Authorities released video of Valdez-Villarreal during his capture. In it, he sported a light beard and tightly cropped hair, breaking into a smirk, then smiling at the camera. He wore an emerald green polo shirt with "London" written in large white letters on the chest.

"This is an extraordinary achievement," Felipe Gonzalez, head of the Senate commission on public security, told Foro TV. "There was an air around this guy that he was untouchable, that he would never be caught."

The arrest is certain to give Calderon, who faces sagging public support, a boost in his campaign to confront drug traffickers, even at great human cost.

Less than a month ago, law enforcement agents in Guadalajara killed Ignacio "Nacho" Coronel, a drug lord in the Sinaloa Cartel who was considered the "king of ice," or crystal methamphetamine.

Just last weekend further evidence emerged of the brutal struggle between La Barbie's gang and followers of Hector Beltran-Leyva, brother of the slain drug chieftain, for control of the criminal organization.

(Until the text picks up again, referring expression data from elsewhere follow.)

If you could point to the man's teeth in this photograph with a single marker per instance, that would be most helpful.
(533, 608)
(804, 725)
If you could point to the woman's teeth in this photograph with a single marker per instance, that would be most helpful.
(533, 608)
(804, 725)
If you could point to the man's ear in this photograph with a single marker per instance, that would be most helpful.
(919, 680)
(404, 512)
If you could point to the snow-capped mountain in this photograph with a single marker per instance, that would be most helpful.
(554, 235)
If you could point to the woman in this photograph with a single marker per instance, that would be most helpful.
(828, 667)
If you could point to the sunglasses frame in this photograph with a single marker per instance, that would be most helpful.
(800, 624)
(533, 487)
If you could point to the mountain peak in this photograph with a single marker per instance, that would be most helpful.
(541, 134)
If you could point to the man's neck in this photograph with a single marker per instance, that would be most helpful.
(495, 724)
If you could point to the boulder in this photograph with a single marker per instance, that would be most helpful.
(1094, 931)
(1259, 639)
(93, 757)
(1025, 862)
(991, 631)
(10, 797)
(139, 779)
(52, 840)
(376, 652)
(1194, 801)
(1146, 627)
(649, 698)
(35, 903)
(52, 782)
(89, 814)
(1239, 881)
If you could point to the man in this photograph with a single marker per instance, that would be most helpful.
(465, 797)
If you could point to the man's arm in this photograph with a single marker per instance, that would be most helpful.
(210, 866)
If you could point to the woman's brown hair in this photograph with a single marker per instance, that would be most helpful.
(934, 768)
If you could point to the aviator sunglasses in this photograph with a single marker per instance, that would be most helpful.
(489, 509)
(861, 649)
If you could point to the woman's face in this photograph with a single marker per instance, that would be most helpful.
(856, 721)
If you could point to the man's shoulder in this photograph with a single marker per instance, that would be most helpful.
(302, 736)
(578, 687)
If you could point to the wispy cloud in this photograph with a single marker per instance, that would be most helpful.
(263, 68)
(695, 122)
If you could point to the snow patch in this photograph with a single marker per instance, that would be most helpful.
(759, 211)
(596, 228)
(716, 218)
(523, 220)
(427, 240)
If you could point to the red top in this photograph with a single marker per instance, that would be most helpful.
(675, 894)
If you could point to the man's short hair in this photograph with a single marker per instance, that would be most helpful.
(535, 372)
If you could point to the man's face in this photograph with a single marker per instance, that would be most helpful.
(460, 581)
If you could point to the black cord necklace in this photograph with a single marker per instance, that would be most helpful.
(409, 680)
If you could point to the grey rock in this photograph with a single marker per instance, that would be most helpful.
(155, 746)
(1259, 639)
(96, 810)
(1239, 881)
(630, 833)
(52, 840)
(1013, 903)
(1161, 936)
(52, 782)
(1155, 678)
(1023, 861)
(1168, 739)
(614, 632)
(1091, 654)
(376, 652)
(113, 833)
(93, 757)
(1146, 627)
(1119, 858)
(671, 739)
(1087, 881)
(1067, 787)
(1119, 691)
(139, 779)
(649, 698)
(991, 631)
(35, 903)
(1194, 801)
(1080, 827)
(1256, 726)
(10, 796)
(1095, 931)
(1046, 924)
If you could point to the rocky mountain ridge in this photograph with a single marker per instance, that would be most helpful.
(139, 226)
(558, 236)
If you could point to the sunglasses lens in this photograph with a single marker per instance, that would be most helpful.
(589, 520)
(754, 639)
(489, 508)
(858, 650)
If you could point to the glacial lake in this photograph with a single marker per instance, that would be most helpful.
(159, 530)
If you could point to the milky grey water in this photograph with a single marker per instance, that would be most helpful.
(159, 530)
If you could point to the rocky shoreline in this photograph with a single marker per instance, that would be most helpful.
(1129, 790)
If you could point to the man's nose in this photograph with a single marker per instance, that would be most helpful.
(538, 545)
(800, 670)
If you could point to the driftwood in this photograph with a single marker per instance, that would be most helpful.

Henchmen strung up the decapitated bodies of four men from a bridge Sunday in Cuernavaca, a weekend getaway near Mexico City. Hector Beltran-Leyva's faction left a sign left with the bodies.

"This is what will happen to all those who support the traitor Edgar Valdez- Villarreal," the sign said.

Poire said Valdez-Villarreal and his gang operated mainly in the Mexican states of Morelos, Guerrero, Mexico and Sinaloa, and were involved not only in drug trafficking but also money laundering, extortion and car theft.

Earlier Monday, authorities announced that they had fired or were removing 3,200 members of the 34,000 federal police. The officers failed lie detector tests or other measures to determine if they were free from corruption, said Facundo Rosas, commissioner of the force.